I'd love to get a spool! Can't quite justify the cost right now.... that's the downside to being an "amateur"!! You'll know when I decide to pop for a 1# spool, Chris... the two spools I bought yesterday will do for now!


----------



## ithaqua (Jan 5, 2013)

Well, it finally arrived... serving separation on a Elite Victory with spectra serving (served very tight).

Chris, you say you wouldn't use liquid lock, but what if you want a clear serving on cables? Bullwhip becomes clear when served very tight, but as you need a clarifier, will the liquid lock do the job?
Or wouldn't you use liquid lock + bullwhip together for some reasons?


----------



## WVWoody (Sep 28, 2008)

how do u spool your spectra?


----------



## AzizaVFR (Jan 28, 2014)

You will want to use a holder like this or make your own. I take a cordless drill, a 1/4" bolt and two nuts to hold the spool. As I wind the material on the spool, I guide it across evenly while it pulls through a cotton towel, especially the black variety. I have found you can wipe off extra black powder from the line, similar to dewaxing string material. It also puts tension into the line as it is feed to the spool.


----------



## AUSSIEDUDE (Apr 17, 2009)

ithaqua said:


> Well, it finally arrived... serving separation on a Elite Victory with spectra serving (served very tight).
> 
> Chris, you say you wouldn't use liquid lock, but what if you want a clear serving on cables? Bullwhip becomes clear when served very tight, but as you need a clarifier, will the liquid lock do the job?
> Or wouldn't you use liquid lock + bullwhip together for some reasons?
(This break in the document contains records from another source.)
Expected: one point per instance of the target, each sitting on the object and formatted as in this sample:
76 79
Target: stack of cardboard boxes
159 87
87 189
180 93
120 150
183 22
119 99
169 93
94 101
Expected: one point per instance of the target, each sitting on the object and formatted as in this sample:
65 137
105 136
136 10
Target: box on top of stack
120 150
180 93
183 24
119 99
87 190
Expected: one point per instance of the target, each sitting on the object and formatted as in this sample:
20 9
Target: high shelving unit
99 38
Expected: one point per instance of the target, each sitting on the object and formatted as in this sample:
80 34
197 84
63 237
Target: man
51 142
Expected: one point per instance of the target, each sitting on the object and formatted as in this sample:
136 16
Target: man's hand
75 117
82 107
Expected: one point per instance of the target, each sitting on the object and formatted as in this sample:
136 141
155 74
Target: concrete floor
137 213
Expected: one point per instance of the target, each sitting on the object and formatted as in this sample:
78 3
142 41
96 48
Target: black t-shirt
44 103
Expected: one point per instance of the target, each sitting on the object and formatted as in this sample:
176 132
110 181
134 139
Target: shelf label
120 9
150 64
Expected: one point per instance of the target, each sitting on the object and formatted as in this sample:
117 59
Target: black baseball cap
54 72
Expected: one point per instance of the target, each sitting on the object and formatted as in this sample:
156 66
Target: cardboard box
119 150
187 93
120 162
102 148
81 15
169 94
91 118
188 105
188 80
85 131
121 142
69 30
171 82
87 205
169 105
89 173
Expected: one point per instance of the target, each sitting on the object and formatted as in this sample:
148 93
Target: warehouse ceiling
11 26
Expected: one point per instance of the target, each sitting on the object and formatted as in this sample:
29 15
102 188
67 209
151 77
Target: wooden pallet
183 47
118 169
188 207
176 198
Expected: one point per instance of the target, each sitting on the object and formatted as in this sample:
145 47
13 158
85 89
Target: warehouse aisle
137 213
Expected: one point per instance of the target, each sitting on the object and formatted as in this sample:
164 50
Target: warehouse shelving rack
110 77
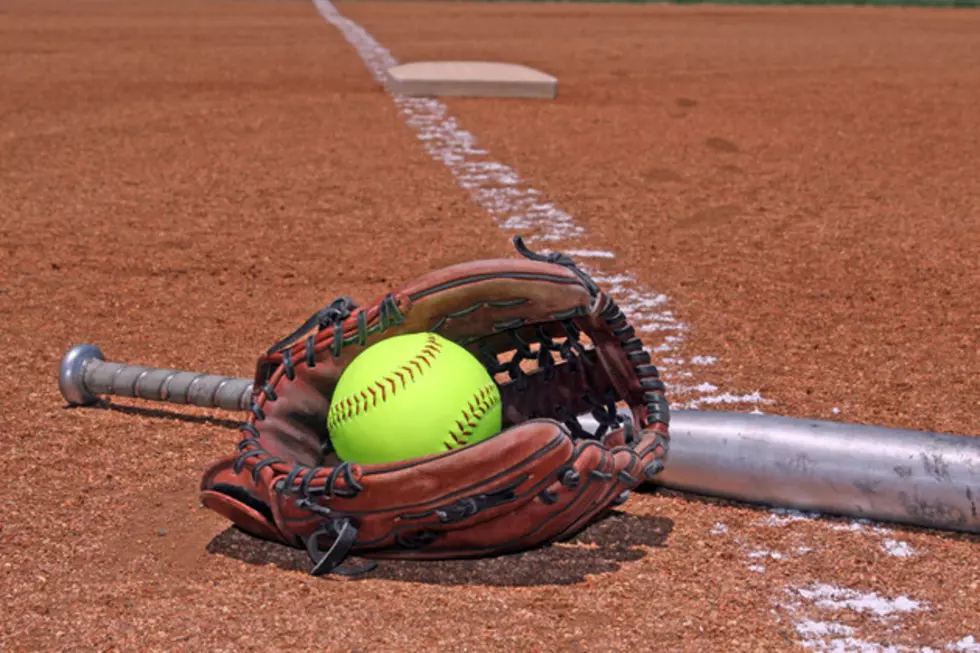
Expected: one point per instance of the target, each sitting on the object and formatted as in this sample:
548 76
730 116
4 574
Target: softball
411 396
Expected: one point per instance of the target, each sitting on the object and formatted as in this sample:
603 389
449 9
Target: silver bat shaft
85 375
884 474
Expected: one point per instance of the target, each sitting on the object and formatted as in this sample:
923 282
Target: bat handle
85 374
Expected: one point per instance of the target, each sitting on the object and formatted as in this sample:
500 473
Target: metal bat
911 477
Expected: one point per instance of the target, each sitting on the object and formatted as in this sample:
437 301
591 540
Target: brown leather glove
558 348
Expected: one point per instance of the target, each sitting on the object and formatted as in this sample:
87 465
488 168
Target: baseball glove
557 346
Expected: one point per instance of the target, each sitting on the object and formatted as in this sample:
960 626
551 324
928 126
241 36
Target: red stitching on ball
348 407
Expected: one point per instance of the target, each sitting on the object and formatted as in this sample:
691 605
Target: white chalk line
517 207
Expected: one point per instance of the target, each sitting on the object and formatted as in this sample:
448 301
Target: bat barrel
912 477
85 375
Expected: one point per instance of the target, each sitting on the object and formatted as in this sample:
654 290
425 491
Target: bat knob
71 378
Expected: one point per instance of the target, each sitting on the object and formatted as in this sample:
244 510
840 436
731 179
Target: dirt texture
183 183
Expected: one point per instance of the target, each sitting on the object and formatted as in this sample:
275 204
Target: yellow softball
411 396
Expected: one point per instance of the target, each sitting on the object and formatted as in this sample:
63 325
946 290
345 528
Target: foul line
516 206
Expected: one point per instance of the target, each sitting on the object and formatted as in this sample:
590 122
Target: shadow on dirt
602 548
823 518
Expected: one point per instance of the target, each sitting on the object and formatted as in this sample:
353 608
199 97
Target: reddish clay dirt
184 183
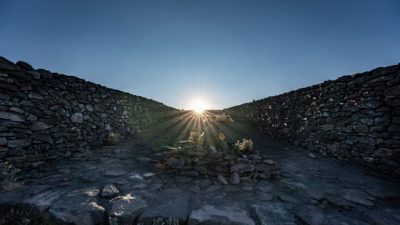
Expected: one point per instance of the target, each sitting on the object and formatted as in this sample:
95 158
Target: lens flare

Which spectra were you using?


----------



## ithaqua (Jan 5, 2013)

50lbs 4 strands...


----------



## AUSSIEDUDE (Apr 17, 2009)

I use both 4 and 8 strand 40lb on cables and string end servings and have had no problem with separation but have heard of another guy that had a bit with the 8 strand which is a bit smoother.


----------



## redman (Feb 22, 2003)

Great info on serving under cable side


----------



## automan26 (Oct 21, 2002)

WVWoody said:


> how do u spool your spectra?


I make a setup like what is shown in the pic. I can adjust the tension on the large spool to whatever I like, chuck the small spool in a drill and spin away. This works sweet.

Automan


----------



## redman (Feb 22, 2003)

Great info to bring back up


----------



## retrieverfishin (Oct 18, 2010)

redman said:


> Great info to bring back up


Not really. Stuff is garbage compared to what is available out there. Is it worth saving a couple bucks a set over a premium serving?


----------



## GreggWNY (Sep 6, 2002)

Over 600 strings with this material and no issues. 2,000 meters for $81.
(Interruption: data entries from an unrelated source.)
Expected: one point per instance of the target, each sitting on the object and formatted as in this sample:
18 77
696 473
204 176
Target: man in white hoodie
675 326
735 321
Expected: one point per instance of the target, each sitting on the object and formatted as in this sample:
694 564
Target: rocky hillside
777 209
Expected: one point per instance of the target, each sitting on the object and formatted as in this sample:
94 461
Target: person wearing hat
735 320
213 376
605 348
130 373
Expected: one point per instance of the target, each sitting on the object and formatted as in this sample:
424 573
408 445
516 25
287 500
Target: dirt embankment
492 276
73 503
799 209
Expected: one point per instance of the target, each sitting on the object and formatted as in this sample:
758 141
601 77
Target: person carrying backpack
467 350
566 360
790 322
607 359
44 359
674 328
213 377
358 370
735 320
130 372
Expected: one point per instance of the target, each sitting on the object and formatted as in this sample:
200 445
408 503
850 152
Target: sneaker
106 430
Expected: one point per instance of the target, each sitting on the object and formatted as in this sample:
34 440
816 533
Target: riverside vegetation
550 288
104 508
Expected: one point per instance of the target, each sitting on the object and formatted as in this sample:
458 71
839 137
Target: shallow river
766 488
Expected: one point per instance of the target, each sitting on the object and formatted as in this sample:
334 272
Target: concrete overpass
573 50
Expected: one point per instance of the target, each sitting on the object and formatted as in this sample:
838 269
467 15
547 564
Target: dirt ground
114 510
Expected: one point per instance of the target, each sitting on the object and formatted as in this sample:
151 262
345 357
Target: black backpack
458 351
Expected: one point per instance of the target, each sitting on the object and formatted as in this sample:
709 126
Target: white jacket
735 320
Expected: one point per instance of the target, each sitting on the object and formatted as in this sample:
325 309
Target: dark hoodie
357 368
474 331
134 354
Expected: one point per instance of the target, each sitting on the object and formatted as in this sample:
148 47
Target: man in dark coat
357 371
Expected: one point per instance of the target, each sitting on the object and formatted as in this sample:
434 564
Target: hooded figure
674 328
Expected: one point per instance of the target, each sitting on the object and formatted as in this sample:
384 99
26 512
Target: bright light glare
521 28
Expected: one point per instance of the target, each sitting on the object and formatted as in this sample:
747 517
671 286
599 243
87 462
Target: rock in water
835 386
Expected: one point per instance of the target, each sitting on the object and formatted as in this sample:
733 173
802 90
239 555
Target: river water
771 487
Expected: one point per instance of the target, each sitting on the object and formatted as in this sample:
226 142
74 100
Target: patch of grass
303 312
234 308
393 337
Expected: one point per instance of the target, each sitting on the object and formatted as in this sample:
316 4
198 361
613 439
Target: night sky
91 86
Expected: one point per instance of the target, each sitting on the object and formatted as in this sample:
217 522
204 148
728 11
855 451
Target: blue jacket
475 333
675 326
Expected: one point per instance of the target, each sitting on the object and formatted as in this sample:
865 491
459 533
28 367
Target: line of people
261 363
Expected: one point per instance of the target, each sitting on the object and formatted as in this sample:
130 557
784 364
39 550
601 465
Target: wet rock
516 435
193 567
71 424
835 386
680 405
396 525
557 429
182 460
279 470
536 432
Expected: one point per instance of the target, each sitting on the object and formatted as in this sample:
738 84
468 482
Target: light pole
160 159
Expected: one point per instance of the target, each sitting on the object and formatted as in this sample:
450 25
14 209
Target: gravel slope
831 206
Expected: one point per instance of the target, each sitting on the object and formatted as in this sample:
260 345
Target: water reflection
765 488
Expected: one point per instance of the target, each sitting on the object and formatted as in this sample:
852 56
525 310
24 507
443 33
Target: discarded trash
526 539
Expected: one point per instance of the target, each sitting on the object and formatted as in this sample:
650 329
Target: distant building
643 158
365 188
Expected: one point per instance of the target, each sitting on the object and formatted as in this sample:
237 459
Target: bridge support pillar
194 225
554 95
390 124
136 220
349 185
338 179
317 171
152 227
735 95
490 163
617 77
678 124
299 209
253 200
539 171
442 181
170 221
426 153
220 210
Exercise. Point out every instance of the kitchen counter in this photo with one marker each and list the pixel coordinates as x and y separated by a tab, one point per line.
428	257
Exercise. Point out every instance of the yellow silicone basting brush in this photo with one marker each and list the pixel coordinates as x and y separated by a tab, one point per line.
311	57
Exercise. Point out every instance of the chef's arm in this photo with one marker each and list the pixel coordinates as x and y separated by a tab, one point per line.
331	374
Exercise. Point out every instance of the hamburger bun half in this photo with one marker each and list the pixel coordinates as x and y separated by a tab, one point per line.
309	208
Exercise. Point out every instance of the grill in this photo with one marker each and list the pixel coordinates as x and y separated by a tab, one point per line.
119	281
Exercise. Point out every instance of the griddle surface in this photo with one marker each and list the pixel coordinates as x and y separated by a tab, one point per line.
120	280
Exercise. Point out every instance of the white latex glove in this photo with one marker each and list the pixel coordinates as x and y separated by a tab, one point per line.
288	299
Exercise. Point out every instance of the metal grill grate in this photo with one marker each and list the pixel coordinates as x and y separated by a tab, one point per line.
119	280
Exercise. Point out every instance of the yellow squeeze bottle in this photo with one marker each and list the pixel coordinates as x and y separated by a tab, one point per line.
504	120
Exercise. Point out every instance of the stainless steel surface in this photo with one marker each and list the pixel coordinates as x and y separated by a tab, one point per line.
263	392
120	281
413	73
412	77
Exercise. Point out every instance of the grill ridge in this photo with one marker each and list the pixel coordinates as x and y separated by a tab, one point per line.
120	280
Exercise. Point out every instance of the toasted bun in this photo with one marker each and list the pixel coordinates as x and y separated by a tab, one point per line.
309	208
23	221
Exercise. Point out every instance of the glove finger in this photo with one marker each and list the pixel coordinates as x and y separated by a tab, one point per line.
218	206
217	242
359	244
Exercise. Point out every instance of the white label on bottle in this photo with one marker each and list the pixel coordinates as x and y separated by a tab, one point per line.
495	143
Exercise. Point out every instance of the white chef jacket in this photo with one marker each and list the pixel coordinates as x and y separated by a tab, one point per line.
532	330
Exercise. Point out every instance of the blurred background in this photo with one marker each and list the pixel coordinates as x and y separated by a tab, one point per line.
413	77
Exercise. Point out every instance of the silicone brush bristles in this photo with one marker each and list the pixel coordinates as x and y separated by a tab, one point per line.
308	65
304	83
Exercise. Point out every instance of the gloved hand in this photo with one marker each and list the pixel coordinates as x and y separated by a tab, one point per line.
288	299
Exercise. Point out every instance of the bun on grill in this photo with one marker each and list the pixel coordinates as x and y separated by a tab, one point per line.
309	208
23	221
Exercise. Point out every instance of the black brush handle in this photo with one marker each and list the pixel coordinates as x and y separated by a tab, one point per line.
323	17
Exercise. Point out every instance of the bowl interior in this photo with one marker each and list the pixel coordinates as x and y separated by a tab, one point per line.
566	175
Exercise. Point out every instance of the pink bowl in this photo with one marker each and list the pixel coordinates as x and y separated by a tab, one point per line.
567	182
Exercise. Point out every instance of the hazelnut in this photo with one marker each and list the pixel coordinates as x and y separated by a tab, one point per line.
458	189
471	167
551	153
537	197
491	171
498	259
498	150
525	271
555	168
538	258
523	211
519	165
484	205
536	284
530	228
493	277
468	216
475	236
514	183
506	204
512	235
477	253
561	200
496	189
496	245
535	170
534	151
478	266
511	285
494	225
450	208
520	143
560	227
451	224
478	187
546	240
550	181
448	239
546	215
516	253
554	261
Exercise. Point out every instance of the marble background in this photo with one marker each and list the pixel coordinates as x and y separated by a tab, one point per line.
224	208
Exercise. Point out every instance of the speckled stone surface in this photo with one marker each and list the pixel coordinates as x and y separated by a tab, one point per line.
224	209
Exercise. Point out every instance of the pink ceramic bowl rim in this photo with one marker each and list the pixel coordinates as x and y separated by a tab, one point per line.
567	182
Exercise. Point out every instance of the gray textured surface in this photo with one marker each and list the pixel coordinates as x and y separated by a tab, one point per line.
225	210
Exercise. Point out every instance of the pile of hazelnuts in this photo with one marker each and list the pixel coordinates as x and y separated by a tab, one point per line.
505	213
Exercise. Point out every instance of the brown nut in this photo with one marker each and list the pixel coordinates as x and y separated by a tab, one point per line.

Amazon.com : HERCULES Braided Fishing Line, Not Fade, 2187 Yards PE Lines, 8 Strands Multifilament Fish Line, 50lb Test for Saltwater and Freshwater, Abrasion Resistant, Black, 50lb, 2000m : Sports & Outdoors


Amazon.com : HERCULES Braided Fishing Line, Not Fade, 2187 Yards PE Lines, 8 Strands Multifilament Fish Line, 50lb Test for Saltwater and Freshwater, Abrasion Resistant, Black, 50lb, 2000m : Sports & Outdoors



www.amazon.com


----------



## WALKER7036 (Aug 14, 2010)

GreggWNY said:


> Over 600 strings with this material and no issues. 2,000 meters for $81.
> 
> 
> 
> ...


Gregg, Have you used any other diameters other than this 37mm (which is .014")?? Looking at their 20mm (.008) & 28mm (.011) versions to trial as well... just checking your opinion.


----------



## GreggWNY (Sep 6, 2002)

WALKER7036 said:


> Gregg, Have you used any other diameters other than this 37mm (which is .014")?? Looking at their 20mm (.008) & 28mm (.011) versions to trial as well... just checking your opinion.


I use white 40 lb. for clear serving. Using a a mixture of liquid silicone and WD 40 after its served makes a crystal clear serving. It also works for the 50 lb. white but not quite as well but still pretty good.


----------



## GreggWNY (Sep 6, 2002)

automan26 said:


> I make a setup like what is shown in the pic. I can adjust the tension on the large spool to whatever I like, chuck the small spool in a drill and spin away. This works sweet.
> 
> Automan


Exactly how I do it.


----------